Unfortunately, RealSecure's console has some annoying habits. First, while you can clear the warning boxes that list events based on severity level (low, medium and high), the event matrices are locked. After populating the RealSecure event viewer with a few dozen trivial attacks, we were ready to clean the slate and get medieval. The only way to wipe the plate before the onslaught is to close down the console application. Worse, the advantages of the event viewer are weakened by the fact that if you exit the console to clear those events, there is no way to replot them. If you want to see an overview of excursions you're out of luck if they've been wiped. The only way to retrieve this data is to query the database. Not surprisingly, the text file that is produced isn't nearly as pleasing.

Also painfully lacking is threshold adjustment and customization. Less than a dozen of RealSecure's signatures allow for some amount of threshold adjustment; the vast majority of them do not. And, unlike NetRanger, RealSecure has no capacity to do regular expression searches when it comes to network traffic. The customizable "user-defined" rules are about as useful as basic route filters. Using Cisco ACLs (access control lists) with syslog can accomplish similar tasks, and that combination doesn't carry a hefty price tag.

Finally, in a world of wretched grammar, acquisition chaos, merged product lines and embedded video games, it's nice to see a vendor take the time to thoroughly and professionally document its product. ISS did a first-rate job in an area where so many vendors frequently fail.

Cisco Systems NetRanger
NetRanger was one of the first commercial IDS implementations to ship, and the offering draws upon Cisco's experience in the IDS field. A demon of an intrusion detection solution, NetRanger could give the Energizer Bunny a run for its money. Obviously written by Unix people for Unix people, the product is one hard-core ID implementation that is fairly versatile. Its healthy attack-signature database, the staple of any good IDS, even has some creative signatures you won't find anywhere else. However, NetRanger's dependence on Hewlett-Packard Co.'s OpenView, its lack of clear documentation both in and out of the product, and its failure to provide a clear overview of attacks drop it into second place behind RealSecure.

For our evaluation Cisco shipped us both a "director" unit--a Sun UltraSPARC 10 running the director software--and a turnkey rack-mountable sensor unit, which ran the sensor software on top of Solaris x86. The sensor is essentially a beast-in-a-box: the dual Intel Pentium IIs drive Solaris and the associated services across a 100-Mbps private pipe to the director unit. We found the private link to be a nice touch, as the director is completely shielded from any attacks experienced on the monitored network segments. Building on this architecturally secure model is the fact that the sensor itself is virtually undetectable: The external interface, the one facing the monitored segment, has no IP address bound to it. We were unable to figure out a Layer 3 method of attacking the sensor directly.
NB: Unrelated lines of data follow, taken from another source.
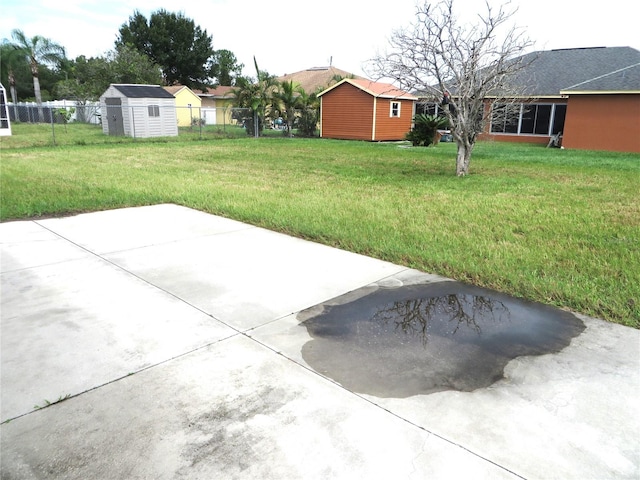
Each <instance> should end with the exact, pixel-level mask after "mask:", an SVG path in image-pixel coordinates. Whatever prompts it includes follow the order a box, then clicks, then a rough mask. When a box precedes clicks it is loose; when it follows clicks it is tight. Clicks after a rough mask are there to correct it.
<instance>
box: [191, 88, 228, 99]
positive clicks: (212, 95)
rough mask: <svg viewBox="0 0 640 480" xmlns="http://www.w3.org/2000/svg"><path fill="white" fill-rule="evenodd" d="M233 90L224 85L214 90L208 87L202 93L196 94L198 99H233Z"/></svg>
mask: <svg viewBox="0 0 640 480" xmlns="http://www.w3.org/2000/svg"><path fill="white" fill-rule="evenodd" d="M233 88H234V87H228V86H226V85H218V86H217V87H216V88H211V87H208V88H207V89H206V90H205V91H204V92H202V93H200V92H196V95H198V96H199V97H214V98H231V97H233Z"/></svg>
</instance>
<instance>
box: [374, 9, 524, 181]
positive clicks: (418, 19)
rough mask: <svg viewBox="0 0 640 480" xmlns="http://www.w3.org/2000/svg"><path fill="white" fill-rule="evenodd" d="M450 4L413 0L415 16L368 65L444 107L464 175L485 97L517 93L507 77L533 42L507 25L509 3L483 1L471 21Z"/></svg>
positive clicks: (459, 163)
Configuring NetRanger wasn't as intuitive as we would have liked. While a Unix-savvy administrator will quickly pick up on the various daemons and startup scripts, Cisco failed to supply any documentation detailing the ins-and-outs of running NetRanger. Cisco's support engineers were able to forward us draft documents that were of great help, but Cisco is obviously not where it needs to be when it comes to clear reference--a lot of information is still folklore.